Proponents of the PSA test observe that it has dramatically improved prostate-cancer survival. Coalition spokesman Bearse said, "Ninety-nine percent survive prostate cancer if it's detected early." But Welch and others have observed that the striking increase in survival five and 10 years after diagnosis is mainly the result of diagnosing men earlier - when they are unlikely to die whether they're treated or not - and diagnosing men who were not going to die of prostate cancer anyway.

Prostate cancer death rates have been declining since the early 1990s. The age-adjusted mortality rate for prostate cancer dropped 28.5 percent from 1991 to 2002, according to the American Cancer Society. Bearse said his organization attributes this to treatment advances and a big jump in the number of men getting early detection. Harris said screening may or may not help account for the lowered death rate - it's not yet clear.

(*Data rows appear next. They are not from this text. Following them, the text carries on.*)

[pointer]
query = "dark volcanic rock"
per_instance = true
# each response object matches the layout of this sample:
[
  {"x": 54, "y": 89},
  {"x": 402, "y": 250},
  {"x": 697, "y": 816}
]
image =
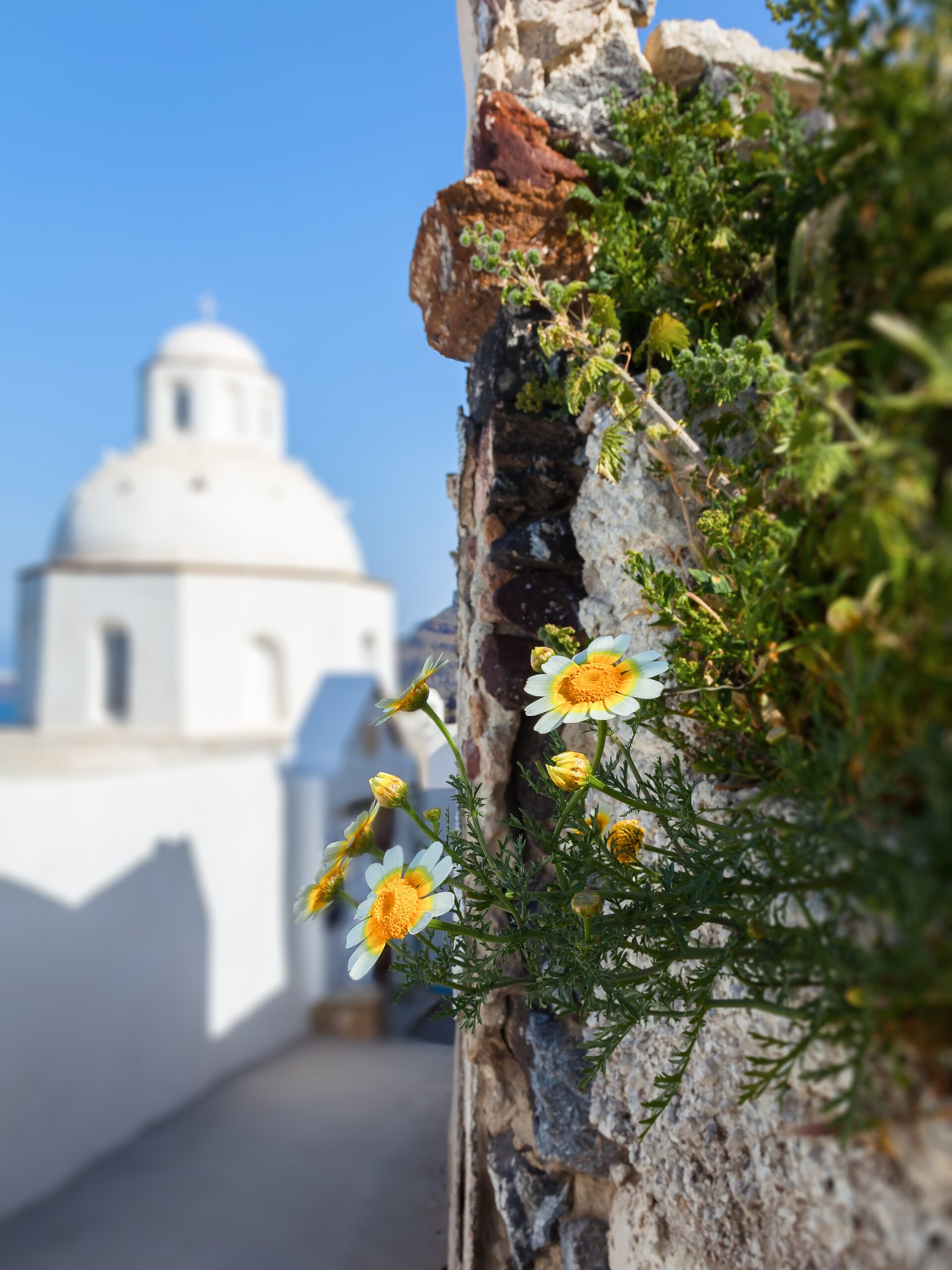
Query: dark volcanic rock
[
  {"x": 537, "y": 466},
  {"x": 584, "y": 1244},
  {"x": 530, "y": 1201},
  {"x": 506, "y": 359},
  {"x": 529, "y": 750},
  {"x": 545, "y": 544},
  {"x": 534, "y": 600},
  {"x": 560, "y": 1109},
  {"x": 506, "y": 668}
]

Just because there is a lot of uncertainty around the PSA test doesn't mean that men shouldn't get it, said Welch. "It just means that you should realize the deal. Does it reduce the number of prostate cancer deaths? We don't really know that. We know that it does diagnose people who would never need to know they have the disease otherwise."

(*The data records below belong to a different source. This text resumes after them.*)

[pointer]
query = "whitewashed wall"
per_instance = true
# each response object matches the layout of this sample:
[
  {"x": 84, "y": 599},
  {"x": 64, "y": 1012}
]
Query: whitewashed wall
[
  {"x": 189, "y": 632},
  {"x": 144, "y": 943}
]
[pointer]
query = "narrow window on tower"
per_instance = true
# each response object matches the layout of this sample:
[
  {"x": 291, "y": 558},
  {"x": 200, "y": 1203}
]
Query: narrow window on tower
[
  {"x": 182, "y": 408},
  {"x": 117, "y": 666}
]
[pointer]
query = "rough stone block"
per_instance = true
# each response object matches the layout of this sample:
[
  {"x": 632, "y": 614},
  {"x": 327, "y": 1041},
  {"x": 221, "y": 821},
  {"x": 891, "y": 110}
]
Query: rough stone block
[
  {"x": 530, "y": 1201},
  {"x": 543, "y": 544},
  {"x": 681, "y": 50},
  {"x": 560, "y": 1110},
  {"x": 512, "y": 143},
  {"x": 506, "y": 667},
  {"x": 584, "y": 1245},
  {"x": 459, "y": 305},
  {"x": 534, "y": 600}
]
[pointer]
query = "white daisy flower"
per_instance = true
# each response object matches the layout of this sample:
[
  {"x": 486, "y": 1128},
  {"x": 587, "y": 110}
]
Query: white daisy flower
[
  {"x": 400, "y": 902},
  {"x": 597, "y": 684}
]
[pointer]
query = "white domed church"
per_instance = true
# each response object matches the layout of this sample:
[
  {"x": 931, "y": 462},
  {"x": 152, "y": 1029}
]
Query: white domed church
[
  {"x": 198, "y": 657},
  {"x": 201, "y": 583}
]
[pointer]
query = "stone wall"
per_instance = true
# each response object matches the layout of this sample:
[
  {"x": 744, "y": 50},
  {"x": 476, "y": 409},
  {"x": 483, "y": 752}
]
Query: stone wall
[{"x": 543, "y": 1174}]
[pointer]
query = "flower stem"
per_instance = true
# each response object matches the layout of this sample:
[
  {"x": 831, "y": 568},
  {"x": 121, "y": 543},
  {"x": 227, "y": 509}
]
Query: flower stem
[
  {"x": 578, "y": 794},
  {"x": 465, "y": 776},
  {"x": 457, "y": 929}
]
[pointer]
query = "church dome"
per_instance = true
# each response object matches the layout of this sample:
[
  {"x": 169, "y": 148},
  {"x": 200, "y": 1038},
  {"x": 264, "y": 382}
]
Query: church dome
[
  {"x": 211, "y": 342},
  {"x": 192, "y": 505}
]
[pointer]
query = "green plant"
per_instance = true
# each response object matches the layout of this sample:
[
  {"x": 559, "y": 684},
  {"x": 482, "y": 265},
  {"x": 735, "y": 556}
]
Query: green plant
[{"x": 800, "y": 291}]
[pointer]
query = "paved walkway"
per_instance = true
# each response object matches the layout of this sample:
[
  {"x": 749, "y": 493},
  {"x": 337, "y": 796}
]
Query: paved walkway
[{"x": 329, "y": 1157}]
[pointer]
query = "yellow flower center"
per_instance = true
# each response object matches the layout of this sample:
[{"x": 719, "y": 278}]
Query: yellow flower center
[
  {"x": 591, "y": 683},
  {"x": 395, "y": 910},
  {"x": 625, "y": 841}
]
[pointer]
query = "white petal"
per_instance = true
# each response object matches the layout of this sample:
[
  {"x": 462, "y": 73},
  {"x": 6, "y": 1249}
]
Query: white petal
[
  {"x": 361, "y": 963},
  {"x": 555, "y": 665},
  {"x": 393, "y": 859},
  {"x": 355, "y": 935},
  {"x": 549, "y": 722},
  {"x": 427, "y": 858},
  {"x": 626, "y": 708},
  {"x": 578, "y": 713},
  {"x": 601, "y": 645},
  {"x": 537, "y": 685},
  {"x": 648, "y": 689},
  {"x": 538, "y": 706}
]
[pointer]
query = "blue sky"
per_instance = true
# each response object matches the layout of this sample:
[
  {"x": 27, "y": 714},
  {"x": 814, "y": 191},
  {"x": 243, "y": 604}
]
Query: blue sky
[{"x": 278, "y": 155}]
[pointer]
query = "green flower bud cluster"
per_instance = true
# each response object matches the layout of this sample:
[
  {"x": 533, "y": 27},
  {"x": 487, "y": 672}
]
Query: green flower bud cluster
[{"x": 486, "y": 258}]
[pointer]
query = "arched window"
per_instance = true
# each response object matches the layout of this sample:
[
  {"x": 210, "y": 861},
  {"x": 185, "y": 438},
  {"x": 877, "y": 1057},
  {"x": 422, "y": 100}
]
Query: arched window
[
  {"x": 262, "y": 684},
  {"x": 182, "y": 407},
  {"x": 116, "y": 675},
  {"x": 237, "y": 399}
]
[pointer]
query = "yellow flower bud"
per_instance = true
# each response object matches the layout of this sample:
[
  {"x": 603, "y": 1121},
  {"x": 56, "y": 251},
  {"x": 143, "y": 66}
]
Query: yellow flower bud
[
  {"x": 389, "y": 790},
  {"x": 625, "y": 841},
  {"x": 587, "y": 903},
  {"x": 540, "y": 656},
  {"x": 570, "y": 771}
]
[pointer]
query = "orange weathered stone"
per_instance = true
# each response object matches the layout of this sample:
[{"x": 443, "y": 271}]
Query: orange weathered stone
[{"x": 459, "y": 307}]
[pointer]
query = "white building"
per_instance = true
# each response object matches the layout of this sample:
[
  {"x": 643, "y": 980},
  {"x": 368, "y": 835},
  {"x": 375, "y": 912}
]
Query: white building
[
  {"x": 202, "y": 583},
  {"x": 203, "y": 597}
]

Current guidelines from the American Cancer Society call for doctors to "offer" a digital rectal exam and PSA to patients beginning at age 50, or age 45 for those at higher risk. "Health care professionals should give men the opportunity to openly discuss the benefits and risks of testing at annual checkups," according to the guidelines. The U.S. Preventive Services Task Force concluded "that the evidence is insufficient to recommend for or against routine screening for prostate cancer using prostate specific antigen testing or digital rectal examination."

Dr. Peter Albertsen, a professor and chief of urology at the University of Connecticut Health Center, said that both over-promoting the PSA and condemning the test are extreme positions. It can be useful, he said, especially if physicians look at a rapidly rising score over time, which tends to spell trouble. There is a subset of men definitely helped by the PSA. But he acknowledged that overuse of the test has resulted in over-diagnosis.

"It's a dilemma," he said. "A lot of us have been a little bit hesitant to go off and get blue armbands. If you don't tell people the upside potential and the downside potential, I don't think you're doing them a favor. This test creates almost more emotion than science."

Ultimately, he said, he hopes that the PSA test will be replaced by a technology that uses a DNA or protein signature to find potentially deadly cancer so that only the men who need treatment will get it.